How the US will import a recession

Author: Adam Button | Category: News

Trump is right to fear the strong dollar, but he can't stop it

USD in recession

The bond market is flashing every kind of warning sign there is. Yet when you look at economic data it's fine. Core US consumer spending in the first seven months of this year is the highest of any 7-month period in 30 years. Unemployment is at record lows.

But the inverted yield curve isn't a sign about today, it's about 18-24 months out. What the market is saying is that the fire is built and the kindling is dry, and it just needs a match.

The match is the FX market - specifically the euro. A drop is going to set of a cascading chain of events that ends just as the market is predicting.

The economic data point that stands out from last week is the German ZEW survey. It's an economic sentiment survey of businesses and it's one of the best leading indicators out there. The expectations component fell to -44.1 from -24.5. That's an astonishing tumble from an already-depressed level.

ZEW surveyEurope is struggling already, Germany is headed for a recession. Italian growth will be flat this year. France is headed for sub-1%. Consensus right now for the entire region is 1.1% but that's coming down, it's nearing stall speed.

The relief valve is euro weakness

We're nearing a paradigm where you can't own the euro unless you pay. You either buy a negative yielding bond or you pay negative deposit rates. It's astonishing that it's as high as it is.

The euro has fallen four days in a row and is poised posted the lowest weekly close since May 2017. There is a bit of a bounce today on talk of fiscal stimulus but Germany can't abandon a balanced budget unless the lower house of parliament declares a crisis. Official forecasts are still for an economic rebound.

The EUR/USD chart itself isn't pretty. It's still above the intraday lows from three weeks ago but support is thin down to 1.04.

EURUSD daily chart

 I can easily see a +10% drop in the euro. That's in large part because European governments are paralyzed. Stimulus rules are far too strict.The euro is a fiscal noose.

It's madness that the German government can borrow at -0.64% and they're not spending. The only thing better than free money is someone paying you to take money. It's insanity not to take it.

How the US imports the recession


What I think happens is that the euro drops and the recession spreads. China is hit first. It's not going into a recession but growth will slow. Remember that the yuan isn't pegged to the dollar, it's pegged to a basket of currencies. The US dollar is 22% and the euro is 16%. So euro weakness alone forces some weakness into the yuan.

At the same time, emerging market currencies come under increasing pressure on global growth worries. That will make the US dollar and yen soar, something that sends Japanese growth back below zero.

All the weakness elsewhere and the strong US dollar kills US corporate profits. 40% of S&P 500 sales are from outside the US. So even without any changes in the US economy, you have stock market weakness. That will lead to lower investment, fear and layoffs. Eventually it hits home.

What US investors struggle with is the idea of importing a recession. It's something that's never happened in the United States. I think the Fed is just waking up to that risk but it's not something in their playbook.

Even in this scenario it's not a bad outcome for the US. Instead of 2% growth next year, it's something like 0.5%-1.0%. That's not bad.

Where it all can go wrong is how the US reacts to these FX moves.
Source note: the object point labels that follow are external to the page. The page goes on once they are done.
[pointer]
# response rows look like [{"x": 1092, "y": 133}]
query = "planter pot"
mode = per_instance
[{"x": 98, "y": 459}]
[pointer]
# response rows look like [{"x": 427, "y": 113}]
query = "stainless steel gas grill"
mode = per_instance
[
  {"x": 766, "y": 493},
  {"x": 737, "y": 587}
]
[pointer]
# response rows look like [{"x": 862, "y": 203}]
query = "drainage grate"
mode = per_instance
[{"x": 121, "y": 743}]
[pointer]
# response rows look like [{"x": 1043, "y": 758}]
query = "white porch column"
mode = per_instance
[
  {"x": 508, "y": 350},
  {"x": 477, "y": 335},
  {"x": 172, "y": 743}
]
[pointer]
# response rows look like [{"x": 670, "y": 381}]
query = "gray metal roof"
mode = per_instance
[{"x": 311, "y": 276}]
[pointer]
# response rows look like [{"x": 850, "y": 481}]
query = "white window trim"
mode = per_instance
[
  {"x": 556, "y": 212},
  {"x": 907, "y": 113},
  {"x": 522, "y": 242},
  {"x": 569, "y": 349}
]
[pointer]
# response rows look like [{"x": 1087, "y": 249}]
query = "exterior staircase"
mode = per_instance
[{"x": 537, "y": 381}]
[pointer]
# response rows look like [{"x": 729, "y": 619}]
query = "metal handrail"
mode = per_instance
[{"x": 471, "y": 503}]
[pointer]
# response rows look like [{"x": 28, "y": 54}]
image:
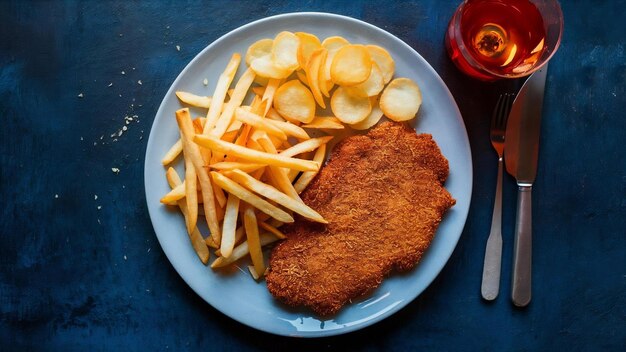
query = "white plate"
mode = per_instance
[{"x": 236, "y": 294}]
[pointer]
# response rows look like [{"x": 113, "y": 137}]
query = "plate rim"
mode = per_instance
[{"x": 465, "y": 140}]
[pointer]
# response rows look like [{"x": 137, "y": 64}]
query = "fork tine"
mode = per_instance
[
  {"x": 510, "y": 97},
  {"x": 496, "y": 111}
]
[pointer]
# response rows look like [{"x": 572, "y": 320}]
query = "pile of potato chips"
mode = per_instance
[{"x": 247, "y": 164}]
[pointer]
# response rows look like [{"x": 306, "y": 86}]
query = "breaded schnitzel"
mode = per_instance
[{"x": 383, "y": 196}]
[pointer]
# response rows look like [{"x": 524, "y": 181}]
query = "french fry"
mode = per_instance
[
  {"x": 272, "y": 229},
  {"x": 239, "y": 236},
  {"x": 273, "y": 194},
  {"x": 194, "y": 100},
  {"x": 259, "y": 122},
  {"x": 211, "y": 243},
  {"x": 254, "y": 242},
  {"x": 175, "y": 194},
  {"x": 268, "y": 94},
  {"x": 308, "y": 176},
  {"x": 191, "y": 193},
  {"x": 242, "y": 250},
  {"x": 220, "y": 92},
  {"x": 258, "y": 90},
  {"x": 231, "y": 165},
  {"x": 279, "y": 175},
  {"x": 174, "y": 151},
  {"x": 250, "y": 198},
  {"x": 241, "y": 88},
  {"x": 306, "y": 146},
  {"x": 254, "y": 155},
  {"x": 229, "y": 226},
  {"x": 197, "y": 241},
  {"x": 220, "y": 197},
  {"x": 330, "y": 123},
  {"x": 289, "y": 128},
  {"x": 242, "y": 140},
  {"x": 253, "y": 272},
  {"x": 194, "y": 159}
]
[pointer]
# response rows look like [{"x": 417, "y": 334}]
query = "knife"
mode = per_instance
[{"x": 521, "y": 154}]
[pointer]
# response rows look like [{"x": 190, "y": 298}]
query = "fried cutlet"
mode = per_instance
[{"x": 383, "y": 196}]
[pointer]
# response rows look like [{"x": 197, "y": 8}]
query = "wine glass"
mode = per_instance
[{"x": 493, "y": 39}]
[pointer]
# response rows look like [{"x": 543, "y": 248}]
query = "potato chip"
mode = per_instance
[
  {"x": 372, "y": 118},
  {"x": 265, "y": 67},
  {"x": 351, "y": 65},
  {"x": 330, "y": 123},
  {"x": 294, "y": 101},
  {"x": 349, "y": 108},
  {"x": 312, "y": 74},
  {"x": 383, "y": 60},
  {"x": 334, "y": 43},
  {"x": 372, "y": 86},
  {"x": 302, "y": 77},
  {"x": 258, "y": 49},
  {"x": 401, "y": 99},
  {"x": 308, "y": 44},
  {"x": 285, "y": 51}
]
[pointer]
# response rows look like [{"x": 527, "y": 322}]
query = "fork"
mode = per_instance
[{"x": 493, "y": 252}]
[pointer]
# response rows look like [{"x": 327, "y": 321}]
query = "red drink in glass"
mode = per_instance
[{"x": 491, "y": 39}]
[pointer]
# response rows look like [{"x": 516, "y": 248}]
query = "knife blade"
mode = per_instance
[{"x": 521, "y": 156}]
More importantly, how the White House reacts.

Ideally there would be some fiscal stimulus and the US battles through. What I think is more likely is that the President overreacts to the strong dollar and hits Europe with tariffs, and hits China with more tariffs.

That's what kicks off the negative feedback loop. Instead of a sluggish year or two; we get the pain that the bond market is forecasting.

Trump dollar

Right now Trump is focused on the Fed but even if Powell cuts to zero it's not going to stop the dollar from strengthening. It's the safe haven currency and that's amplified when it's the only place that's growing.